Stung, the Emilyers struck back, tacking hand-written copies of Poem 1, her declaration of war (“The life doth prove the precept, who obey shall happy be,/ Who will not serve the sovereign, be hanged on fatal tree.”), on the cap of every Atlantic Monthly delivery boy as a warning to the Henryites that things could get ugly.
The Poetry War peaked in 1904 when the two sides met in battle on the streets of Worcester at Tatnuck Square. It was a day that lives in infamy.
The Henryites began the attack with a mass recitation of On Translating the Divina Commedia, drawing first blood. The line of Emilyers nearly broke under the initial wave of couplets, but then a Smith junior who had been holding her troops in reserve mounted a brilliant counterattack in which 75 readers each wielded one of the 1700 poetry blocks, sending these mortars of blank verse simultaneously into the enemy’s unprotected flanks.
Such advanced weaponry was too much for the Henryites who were forced to retreat behind the walls of Canto XXIII, from Three Cantos of Dante’s Paradiso. There they made their stand while the bulk of the Emilyer forces stood siege beyond the gates lobbing blocks from the 800 group.
The siege went on for weeks with neither side able to muster the forces to break the stalemate. At the end of the first month, the Henryites, running low on rhymes and spring water, tried to charge the Emilyers in the middle of the night armed with the deadly last sections of Hiawatha and hoping to catch them unawares in their nightgowns.
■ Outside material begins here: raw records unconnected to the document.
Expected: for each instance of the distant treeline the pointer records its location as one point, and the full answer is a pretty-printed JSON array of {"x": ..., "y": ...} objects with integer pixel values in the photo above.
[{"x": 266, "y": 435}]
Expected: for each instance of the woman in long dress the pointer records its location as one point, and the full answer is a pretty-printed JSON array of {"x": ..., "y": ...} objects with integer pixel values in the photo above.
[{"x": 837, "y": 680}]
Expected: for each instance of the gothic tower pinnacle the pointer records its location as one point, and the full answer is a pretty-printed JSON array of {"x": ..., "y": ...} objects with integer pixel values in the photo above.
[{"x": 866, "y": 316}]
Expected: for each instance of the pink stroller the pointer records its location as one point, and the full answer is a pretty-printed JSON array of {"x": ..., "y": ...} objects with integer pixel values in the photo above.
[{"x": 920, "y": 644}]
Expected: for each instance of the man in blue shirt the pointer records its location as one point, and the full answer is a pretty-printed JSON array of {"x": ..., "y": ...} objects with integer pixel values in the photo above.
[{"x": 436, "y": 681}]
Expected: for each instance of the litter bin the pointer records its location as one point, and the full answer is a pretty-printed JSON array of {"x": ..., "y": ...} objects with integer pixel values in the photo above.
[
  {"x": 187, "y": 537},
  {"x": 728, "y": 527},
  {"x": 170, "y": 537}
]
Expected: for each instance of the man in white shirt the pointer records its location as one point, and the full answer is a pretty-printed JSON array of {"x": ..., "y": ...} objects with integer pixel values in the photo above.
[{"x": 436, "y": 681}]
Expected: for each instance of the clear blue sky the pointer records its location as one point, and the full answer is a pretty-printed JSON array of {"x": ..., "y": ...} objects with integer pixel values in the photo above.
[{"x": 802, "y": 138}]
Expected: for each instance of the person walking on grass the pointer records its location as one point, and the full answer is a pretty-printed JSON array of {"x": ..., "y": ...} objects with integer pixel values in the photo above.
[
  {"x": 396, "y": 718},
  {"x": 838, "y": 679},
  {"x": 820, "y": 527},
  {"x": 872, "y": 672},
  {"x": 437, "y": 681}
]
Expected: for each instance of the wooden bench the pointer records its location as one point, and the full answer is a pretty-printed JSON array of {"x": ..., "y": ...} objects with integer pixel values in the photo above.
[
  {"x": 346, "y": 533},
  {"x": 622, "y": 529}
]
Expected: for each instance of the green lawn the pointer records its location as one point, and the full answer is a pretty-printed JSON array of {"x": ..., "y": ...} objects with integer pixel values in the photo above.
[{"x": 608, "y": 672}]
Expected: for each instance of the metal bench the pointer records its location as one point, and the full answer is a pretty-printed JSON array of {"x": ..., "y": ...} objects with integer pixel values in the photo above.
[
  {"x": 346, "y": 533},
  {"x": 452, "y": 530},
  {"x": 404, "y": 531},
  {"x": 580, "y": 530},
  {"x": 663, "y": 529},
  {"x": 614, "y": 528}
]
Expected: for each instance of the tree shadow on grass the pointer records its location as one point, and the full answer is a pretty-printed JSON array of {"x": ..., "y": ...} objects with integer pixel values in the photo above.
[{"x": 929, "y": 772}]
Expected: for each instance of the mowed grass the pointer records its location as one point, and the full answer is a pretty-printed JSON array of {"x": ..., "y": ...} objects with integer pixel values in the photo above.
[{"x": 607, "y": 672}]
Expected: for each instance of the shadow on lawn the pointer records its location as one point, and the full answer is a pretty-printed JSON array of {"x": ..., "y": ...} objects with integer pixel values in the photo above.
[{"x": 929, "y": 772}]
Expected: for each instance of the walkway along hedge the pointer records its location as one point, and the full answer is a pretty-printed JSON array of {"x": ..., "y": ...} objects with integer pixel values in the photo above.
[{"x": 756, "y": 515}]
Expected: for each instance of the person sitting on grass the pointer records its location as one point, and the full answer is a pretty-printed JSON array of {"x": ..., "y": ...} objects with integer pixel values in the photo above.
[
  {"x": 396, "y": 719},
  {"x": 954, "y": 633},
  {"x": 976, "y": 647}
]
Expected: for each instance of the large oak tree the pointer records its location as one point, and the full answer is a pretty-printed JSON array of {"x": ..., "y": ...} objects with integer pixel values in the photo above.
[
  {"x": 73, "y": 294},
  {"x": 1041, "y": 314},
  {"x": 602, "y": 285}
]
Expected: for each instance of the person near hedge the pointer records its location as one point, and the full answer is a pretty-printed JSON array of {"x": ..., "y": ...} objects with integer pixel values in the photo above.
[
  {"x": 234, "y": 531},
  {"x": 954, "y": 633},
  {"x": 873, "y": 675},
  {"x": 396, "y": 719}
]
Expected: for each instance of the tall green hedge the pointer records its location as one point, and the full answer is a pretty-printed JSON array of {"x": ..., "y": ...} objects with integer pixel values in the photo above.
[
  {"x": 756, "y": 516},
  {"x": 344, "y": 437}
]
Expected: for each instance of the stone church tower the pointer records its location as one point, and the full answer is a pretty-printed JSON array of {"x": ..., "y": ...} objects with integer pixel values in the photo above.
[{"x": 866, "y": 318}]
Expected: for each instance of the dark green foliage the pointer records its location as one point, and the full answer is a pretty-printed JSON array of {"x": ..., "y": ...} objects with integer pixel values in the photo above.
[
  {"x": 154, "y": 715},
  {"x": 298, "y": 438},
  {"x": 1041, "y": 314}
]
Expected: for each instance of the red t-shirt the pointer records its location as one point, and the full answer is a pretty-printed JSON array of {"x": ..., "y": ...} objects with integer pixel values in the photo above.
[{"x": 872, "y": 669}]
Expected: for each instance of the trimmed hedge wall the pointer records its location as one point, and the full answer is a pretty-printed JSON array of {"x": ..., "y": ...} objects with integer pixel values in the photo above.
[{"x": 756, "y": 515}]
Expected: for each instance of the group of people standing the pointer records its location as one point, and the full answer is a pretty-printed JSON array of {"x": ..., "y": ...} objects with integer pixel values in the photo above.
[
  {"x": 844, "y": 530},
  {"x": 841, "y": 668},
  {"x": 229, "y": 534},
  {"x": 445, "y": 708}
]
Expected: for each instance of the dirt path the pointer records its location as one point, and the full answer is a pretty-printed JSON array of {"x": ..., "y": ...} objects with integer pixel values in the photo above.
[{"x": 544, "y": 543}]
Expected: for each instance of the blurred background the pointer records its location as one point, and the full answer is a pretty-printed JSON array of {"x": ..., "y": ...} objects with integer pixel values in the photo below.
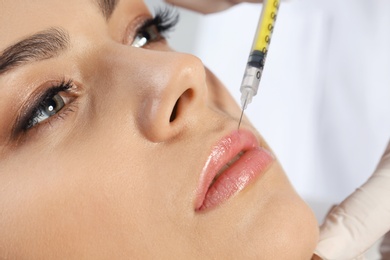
[{"x": 324, "y": 99}]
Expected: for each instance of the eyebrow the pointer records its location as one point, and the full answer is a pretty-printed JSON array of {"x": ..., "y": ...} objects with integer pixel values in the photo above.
[
  {"x": 107, "y": 7},
  {"x": 43, "y": 45}
]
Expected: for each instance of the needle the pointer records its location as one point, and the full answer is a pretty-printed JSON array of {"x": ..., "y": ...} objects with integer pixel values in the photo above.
[{"x": 242, "y": 113}]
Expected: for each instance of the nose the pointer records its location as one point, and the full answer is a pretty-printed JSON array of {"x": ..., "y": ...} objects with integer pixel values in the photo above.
[{"x": 171, "y": 89}]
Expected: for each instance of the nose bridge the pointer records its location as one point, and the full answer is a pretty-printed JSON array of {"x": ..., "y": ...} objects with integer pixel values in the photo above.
[{"x": 170, "y": 88}]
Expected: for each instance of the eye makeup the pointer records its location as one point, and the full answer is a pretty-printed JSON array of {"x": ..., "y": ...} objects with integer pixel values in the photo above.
[
  {"x": 156, "y": 28},
  {"x": 54, "y": 100}
]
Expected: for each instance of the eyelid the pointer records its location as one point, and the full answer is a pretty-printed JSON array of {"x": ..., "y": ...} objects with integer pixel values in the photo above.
[
  {"x": 35, "y": 99},
  {"x": 133, "y": 28}
]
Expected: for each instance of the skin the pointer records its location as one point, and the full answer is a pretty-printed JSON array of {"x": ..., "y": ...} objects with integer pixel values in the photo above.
[{"x": 113, "y": 178}]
But the Emilyers had posted sentries, and no sooner did the gates open than seasoned supporting troops were rushing to re-inforce the front lines with formidable weapons – blocks of bricks from the 200 group.
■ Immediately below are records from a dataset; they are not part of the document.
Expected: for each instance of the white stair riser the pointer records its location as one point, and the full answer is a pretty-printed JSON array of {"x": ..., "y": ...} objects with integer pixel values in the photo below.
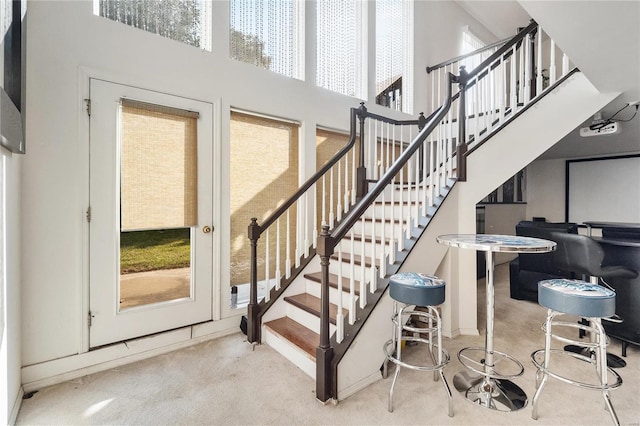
[
  {"x": 390, "y": 230},
  {"x": 368, "y": 247},
  {"x": 303, "y": 317},
  {"x": 397, "y": 210},
  {"x": 290, "y": 351}
]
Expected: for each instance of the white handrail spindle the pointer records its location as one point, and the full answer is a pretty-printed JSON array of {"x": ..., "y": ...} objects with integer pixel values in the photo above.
[
  {"x": 288, "y": 252},
  {"x": 339, "y": 315},
  {"x": 278, "y": 272},
  {"x": 306, "y": 224},
  {"x": 339, "y": 195},
  {"x": 331, "y": 213},
  {"x": 539, "y": 64},
  {"x": 352, "y": 283},
  {"x": 552, "y": 62},
  {"x": 267, "y": 295}
]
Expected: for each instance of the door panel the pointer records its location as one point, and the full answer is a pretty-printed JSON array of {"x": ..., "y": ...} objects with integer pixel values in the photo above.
[{"x": 151, "y": 239}]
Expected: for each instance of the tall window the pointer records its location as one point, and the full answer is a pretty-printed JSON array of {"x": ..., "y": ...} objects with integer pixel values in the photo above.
[
  {"x": 394, "y": 54},
  {"x": 268, "y": 34},
  {"x": 264, "y": 174},
  {"x": 187, "y": 21},
  {"x": 339, "y": 46}
]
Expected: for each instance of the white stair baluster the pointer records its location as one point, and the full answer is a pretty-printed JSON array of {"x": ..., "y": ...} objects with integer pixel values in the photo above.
[
  {"x": 373, "y": 142},
  {"x": 331, "y": 214},
  {"x": 393, "y": 189},
  {"x": 298, "y": 236},
  {"x": 278, "y": 272},
  {"x": 324, "y": 200},
  {"x": 267, "y": 285},
  {"x": 372, "y": 276},
  {"x": 354, "y": 175},
  {"x": 539, "y": 63},
  {"x": 475, "y": 95},
  {"x": 527, "y": 69},
  {"x": 306, "y": 224},
  {"x": 382, "y": 238},
  {"x": 521, "y": 77},
  {"x": 315, "y": 216},
  {"x": 346, "y": 182},
  {"x": 339, "y": 315},
  {"x": 552, "y": 62},
  {"x": 503, "y": 90},
  {"x": 352, "y": 281},
  {"x": 287, "y": 271},
  {"x": 339, "y": 195},
  {"x": 363, "y": 281},
  {"x": 513, "y": 79}
]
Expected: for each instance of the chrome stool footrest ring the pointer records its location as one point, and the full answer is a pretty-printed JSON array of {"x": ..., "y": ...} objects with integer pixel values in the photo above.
[
  {"x": 478, "y": 365},
  {"x": 595, "y": 386}
]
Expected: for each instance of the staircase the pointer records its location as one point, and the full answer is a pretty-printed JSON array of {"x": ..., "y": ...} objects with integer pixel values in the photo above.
[{"x": 376, "y": 208}]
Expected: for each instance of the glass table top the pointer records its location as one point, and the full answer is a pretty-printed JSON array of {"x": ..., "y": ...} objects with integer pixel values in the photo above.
[{"x": 497, "y": 243}]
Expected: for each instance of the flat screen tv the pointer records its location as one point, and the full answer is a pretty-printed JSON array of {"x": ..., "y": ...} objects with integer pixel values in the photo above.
[{"x": 11, "y": 130}]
(“The stray ships — passing —
Spied a face —
Upon the waters borne —
With eyes in death — still begging raised —
And hands — beseeching — thrown!”)
The charge was repulsed and the siege continued for another 63 days before a small contingent of leading Henryites emerged from their fortress bearing a white flag with cods rampant – the sign of a parlay. The Poetry Wars, they said, had torn the state apart.
Which was true. As the contretemps spread, town after town and village after village had been forced to choose sides. It was brother against brother, sister against sister, Henryite against Emilyer, and the politicians against everybody. The Bay State was up in arms against itself, the Henryites said, and the war was beginning to affect commerce. Fishing fleets off the coast of Falmouth were said to be firing haddock across each other’s bows and boarding each other. There had even been hand-to-hand fighting – lobster traps had been flung at nets and kegs of ale had been swiped and drunk by fisherpersons under 18.
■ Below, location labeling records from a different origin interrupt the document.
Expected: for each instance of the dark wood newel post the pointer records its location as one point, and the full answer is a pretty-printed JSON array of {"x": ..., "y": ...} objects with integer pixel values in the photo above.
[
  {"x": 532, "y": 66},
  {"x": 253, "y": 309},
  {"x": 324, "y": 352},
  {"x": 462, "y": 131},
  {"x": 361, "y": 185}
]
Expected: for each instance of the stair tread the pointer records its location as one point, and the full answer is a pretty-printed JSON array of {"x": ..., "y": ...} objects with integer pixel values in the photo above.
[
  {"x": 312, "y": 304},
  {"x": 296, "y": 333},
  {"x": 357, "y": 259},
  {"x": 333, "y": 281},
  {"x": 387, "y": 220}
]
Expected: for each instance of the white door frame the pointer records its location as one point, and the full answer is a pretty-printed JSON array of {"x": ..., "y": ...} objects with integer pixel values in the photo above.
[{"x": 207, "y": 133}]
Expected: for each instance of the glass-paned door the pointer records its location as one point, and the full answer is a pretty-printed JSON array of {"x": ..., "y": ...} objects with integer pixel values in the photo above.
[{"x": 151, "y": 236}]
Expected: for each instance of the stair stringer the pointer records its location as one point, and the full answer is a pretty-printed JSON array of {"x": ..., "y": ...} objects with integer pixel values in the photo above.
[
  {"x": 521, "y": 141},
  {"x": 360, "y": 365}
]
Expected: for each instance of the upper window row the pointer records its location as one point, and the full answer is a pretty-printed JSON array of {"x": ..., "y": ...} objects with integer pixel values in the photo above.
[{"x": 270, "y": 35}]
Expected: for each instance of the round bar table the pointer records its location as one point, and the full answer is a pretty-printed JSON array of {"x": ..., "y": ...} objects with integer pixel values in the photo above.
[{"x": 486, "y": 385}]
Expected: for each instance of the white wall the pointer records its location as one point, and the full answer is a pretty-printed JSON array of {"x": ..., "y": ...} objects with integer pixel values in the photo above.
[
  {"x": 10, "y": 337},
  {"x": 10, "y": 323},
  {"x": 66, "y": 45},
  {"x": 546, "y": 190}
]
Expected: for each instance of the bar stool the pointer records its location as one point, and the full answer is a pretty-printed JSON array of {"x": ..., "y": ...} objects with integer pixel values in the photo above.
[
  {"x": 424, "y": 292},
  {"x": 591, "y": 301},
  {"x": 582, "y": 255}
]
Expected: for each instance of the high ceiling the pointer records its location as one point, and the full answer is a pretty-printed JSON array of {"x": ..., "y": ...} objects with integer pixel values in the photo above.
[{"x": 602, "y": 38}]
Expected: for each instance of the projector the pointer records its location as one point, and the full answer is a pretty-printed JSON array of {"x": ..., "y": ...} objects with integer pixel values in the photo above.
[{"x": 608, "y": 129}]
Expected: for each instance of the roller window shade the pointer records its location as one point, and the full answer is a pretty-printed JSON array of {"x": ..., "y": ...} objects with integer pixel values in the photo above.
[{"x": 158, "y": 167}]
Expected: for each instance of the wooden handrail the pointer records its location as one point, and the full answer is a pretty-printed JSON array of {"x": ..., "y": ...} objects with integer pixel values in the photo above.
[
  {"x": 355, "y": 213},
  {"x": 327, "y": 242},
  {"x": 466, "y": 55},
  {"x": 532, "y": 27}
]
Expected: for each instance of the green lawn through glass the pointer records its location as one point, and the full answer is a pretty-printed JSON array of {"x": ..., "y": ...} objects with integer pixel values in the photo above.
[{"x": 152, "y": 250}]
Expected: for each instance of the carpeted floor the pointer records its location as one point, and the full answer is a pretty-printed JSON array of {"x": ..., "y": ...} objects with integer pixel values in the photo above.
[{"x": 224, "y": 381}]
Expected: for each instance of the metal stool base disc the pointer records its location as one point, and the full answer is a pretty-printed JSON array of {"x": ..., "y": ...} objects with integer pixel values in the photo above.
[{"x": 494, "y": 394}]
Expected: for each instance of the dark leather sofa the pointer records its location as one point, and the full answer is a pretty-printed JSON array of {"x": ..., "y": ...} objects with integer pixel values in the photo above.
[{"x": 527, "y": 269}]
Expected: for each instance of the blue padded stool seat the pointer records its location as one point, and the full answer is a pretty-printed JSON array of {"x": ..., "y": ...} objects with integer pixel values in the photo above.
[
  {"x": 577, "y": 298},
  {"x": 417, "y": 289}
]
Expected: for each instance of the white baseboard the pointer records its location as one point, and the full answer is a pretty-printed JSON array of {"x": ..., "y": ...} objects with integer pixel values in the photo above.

For the good of the State, they said, it was time for a truce. The Emilyers – who were nothing if not practical despite their taste for uncivilized, rhymeless poetry – agreed and major combat operations ceased, allowing Massachusetts to return to something like peace once more. Isolated skirmishes continued, however, until 1924 when the volume of Dickinson’s Complete Poems was published to great applause.
(There is a legend that it was Walt Whitman who brokered the eventual truce by visiting each army in turn and forcibly reciting the entire contents of Leaves of Grass [“O Captain! my Captain! our fearful trip is done; / The ship has weather’d every rack, the prize we sought is won.”] to the combatants, shaming them into submission, but as he had died 12 years before, this is unlikely.)
Thus ended the 40 Years’ Poetry War, leaving Massachusetts in tatters and short to the tune of one (1) State Poet. It was a disgraceful episode that left no literary reputation unsullied, but it was typical of the passion words can raise in the breasts of the Mass literati. One provokes their ire at one’s peril.
Good luck, Rep Speranzo. You’ll need it. If hostilities break out, my advice is:
Head for Connecticut. They don’t give a damn.